The ability of the PSA monitor with the PSArray2 to display PSI values during use of the electrocautery unit was superior to that of the BIS monitor with the XP sensor, confirming our earlier findings (13). In contrast to the original electrode system, application of the new PSArray2 electrode system required a similar amount of time to the BIS XP sensor (18 ± 8 seconds versus 12 ± 6 seconds). The area under the ROC curve data confirmed that both monitors possessed similar sensitivity and/or specificity with respect to changes in the level of consciousness. Moreover, both monitors demonstrated a good correlation during the induction of and emergence from general anesthesia. Finally, the costs of the monitors and disposable electrode units suggest that the PSA monitor is a viable alternative to the BIS monitor in the current health care environment.
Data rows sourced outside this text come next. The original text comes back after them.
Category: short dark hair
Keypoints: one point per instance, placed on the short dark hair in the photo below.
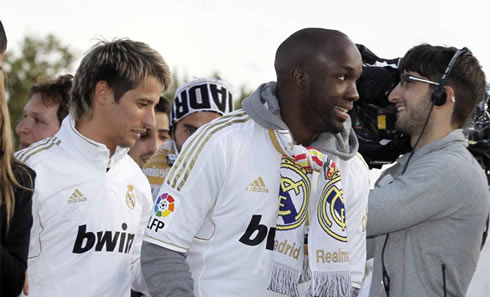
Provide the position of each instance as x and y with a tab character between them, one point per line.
163	105
123	64
55	92
3	39
466	77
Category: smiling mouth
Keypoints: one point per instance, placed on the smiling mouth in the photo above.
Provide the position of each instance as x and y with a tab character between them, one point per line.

This observational study can be criticized because only a small group of patients (n = 22) undergoing one type of surgical procedure was studied. In contrast to the extensive experience with the BIS monitor (23), there is a relatively limited database for the PSI algorithm (4,13). Further studies with the PSA monitor are clearly needed in larger populations of surgical patients undergoing different types of surgical procedures (e.g., cardiothoracic, obstetric, and trauma). It would also be important to determine whether use of the PSI for titrating volatile anesthetics during surgical procedures facilitates the early recovery process while avoiding intraoperative recall, analogous to the recent studies with the BIS and auditory evoked potential monitors (5,17–20). Questions still remain regarding the reliability of even the newest sensor systems (e.g., the BIS XP) in quantifying the level of consciousness. A recent report by Vuyk et al. (24) suggested that volunteers receiving a combination of propofol and midazolam were responsive with BIS values in the 40–50 range.
In conclusion, the changes in PSI values followed a pattern similar to that of the BIS values during the perioperative period. Furthermore, there was less interference with the PSI readings during electrocautery use, and application of the new PSI electrodes required a similar amount of time to the BIS electrode system. Analogous to the BIS, the PSI appeared to have a high degree of sensitivity and specificity in assessing consciousness during the induction of and emergence from general anesthesia, and was capable of detecting changes associated with the administration of anesthetic drugs during the maintenance period. Given the comparable costs, the PSA 4000 appears to be an acceptable alternative to the BIS for cerebral monitoring during general anesthesia.